42 His Honour turned to the facts of the case and said:
"[78] The present is not a case where there was just a common written representation. In the present case, there were different things said to different people in circumstances where the status of the hearers differs.
[79] Mr Robinson points to the affidavit of Brad Scale, dated 11 July 2007, where he deposes to the fact that PIS has over 1400 authorised representatives situated in various States. He says that, although these representatives receive supervision and guidance from PIS, they have a degree of independence so that what they actually say to customers will vary from representative to representative.
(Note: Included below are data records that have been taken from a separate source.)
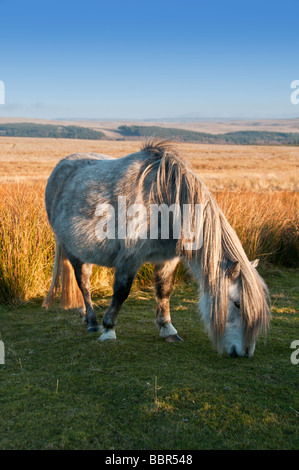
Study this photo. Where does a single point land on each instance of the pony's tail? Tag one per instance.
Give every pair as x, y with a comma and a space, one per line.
71, 296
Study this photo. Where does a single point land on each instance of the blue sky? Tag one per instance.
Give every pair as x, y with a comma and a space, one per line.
149, 59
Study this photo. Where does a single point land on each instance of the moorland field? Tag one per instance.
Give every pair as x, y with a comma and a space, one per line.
61, 388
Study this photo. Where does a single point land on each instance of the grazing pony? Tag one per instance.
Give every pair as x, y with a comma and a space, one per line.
87, 197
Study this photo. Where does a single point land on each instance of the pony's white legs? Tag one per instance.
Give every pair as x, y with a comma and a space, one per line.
124, 276
163, 288
82, 274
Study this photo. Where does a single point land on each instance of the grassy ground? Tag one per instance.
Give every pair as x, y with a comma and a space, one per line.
63, 389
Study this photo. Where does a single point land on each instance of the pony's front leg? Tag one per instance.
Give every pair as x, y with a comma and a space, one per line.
124, 277
163, 288
82, 274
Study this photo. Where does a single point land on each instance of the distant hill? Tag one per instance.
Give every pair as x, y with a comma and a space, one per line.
136, 132
28, 129
234, 138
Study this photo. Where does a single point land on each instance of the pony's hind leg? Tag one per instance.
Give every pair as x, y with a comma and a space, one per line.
83, 272
163, 288
124, 276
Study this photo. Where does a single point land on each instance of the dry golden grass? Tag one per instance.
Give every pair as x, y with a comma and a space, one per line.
257, 168
255, 187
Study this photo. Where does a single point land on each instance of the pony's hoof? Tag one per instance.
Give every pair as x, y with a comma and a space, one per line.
173, 338
93, 328
107, 334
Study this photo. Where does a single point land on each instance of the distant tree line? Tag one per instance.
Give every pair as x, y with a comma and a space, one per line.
49, 130
182, 135
143, 132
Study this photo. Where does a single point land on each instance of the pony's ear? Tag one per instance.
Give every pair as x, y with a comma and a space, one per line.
234, 270
255, 263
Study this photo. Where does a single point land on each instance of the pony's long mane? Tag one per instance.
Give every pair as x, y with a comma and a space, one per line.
175, 182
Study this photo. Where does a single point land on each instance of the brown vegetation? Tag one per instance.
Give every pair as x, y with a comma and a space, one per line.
255, 187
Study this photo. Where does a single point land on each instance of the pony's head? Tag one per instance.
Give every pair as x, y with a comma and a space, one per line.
237, 312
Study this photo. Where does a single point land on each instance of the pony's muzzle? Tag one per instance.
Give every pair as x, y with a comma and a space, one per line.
234, 353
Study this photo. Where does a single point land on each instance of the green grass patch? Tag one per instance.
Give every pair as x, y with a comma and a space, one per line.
60, 388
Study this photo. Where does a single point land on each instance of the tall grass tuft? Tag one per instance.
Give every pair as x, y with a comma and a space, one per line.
267, 224
26, 242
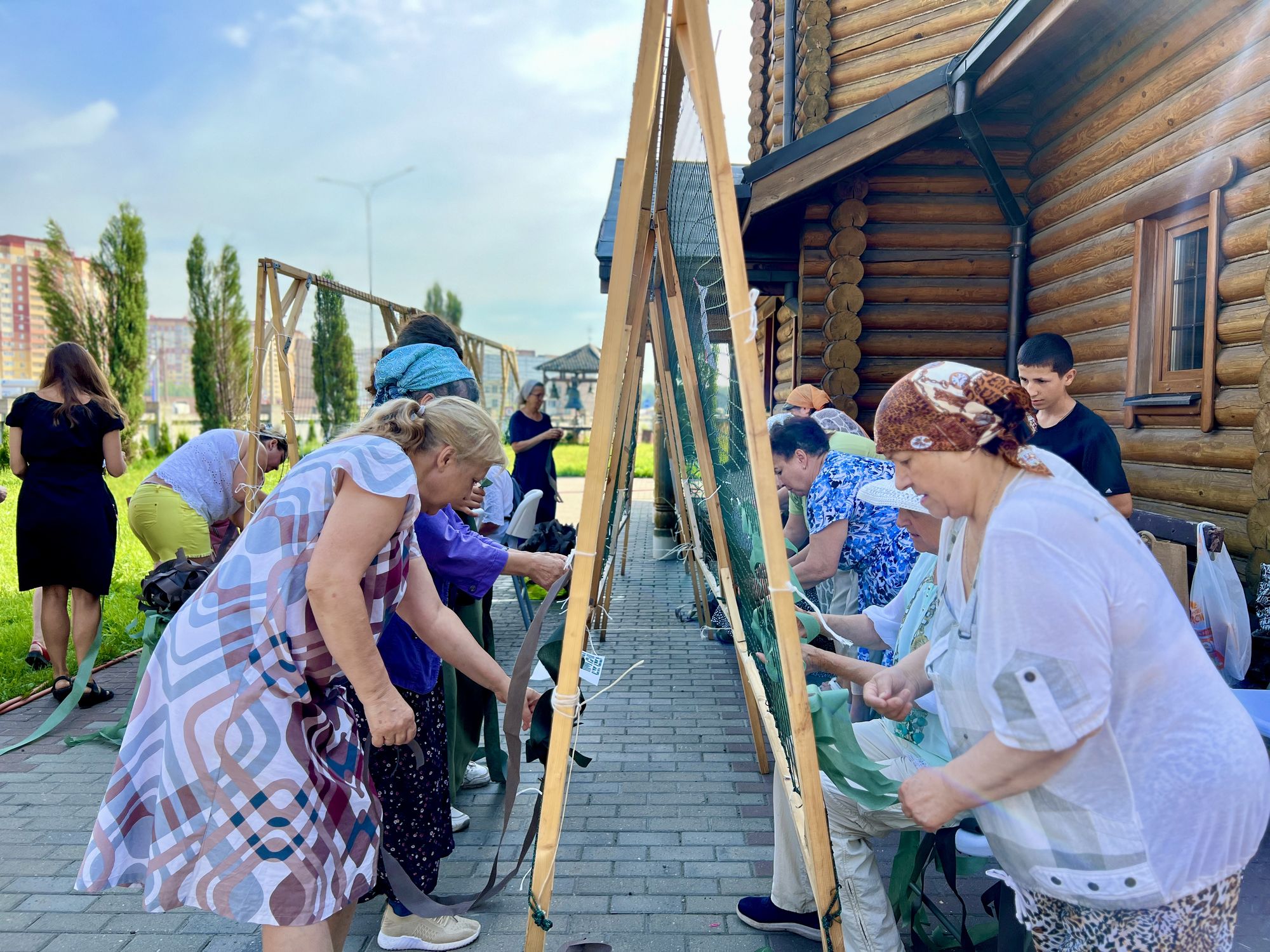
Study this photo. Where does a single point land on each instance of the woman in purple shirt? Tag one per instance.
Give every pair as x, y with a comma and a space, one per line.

[80] To illustrate this, Mr Scales refers in BS-1 p 182 to the advice offered to Koppen by Advisor Wright, to Webster by Advisor Rowe and to Cooper by Advisor Moodley. There are some differences in these advices.
[81] I will not burden this document with the details which are to be found in Mr Robinson's written submissions which I will leave in the file. However, I noted that some statements include information about tax savings and others do not; some statements contain different information about tax; some statements provide information about the risk of capital loss, while others have no such information.
[82] Mr Robinson's written submissions say that whilst it is possible that there may be cases where the same representation is made by different representatives to different people, this is not such a case. The particulars show material differences if one compares the cases of Koppen, Snow, Schaffer, Webster and Jameson.
[83] Whilst all this is true, it must be said that there is one common thread running through most of the statements and that is mention of the guarantee provided by the Westpoint Group.
[84] I am bound by the overriding principles of the Civil Procedure Act . In any event, even before that Act, I and most other judges have acted so as to ensure, as much as adjudicators are able to interfere with the preparation of cases for hearing, that the most efficient course is followed, so long as over efficiency does not lead to injustice to any party.
[85] Part of that philosophy, and it is a philosophy which appears to me to have been taken up in the amendments to the rules, is that class actions have a proper place to play in the efficient conduct of litigation in this Court.
[86] The judgment I have to make is case particular."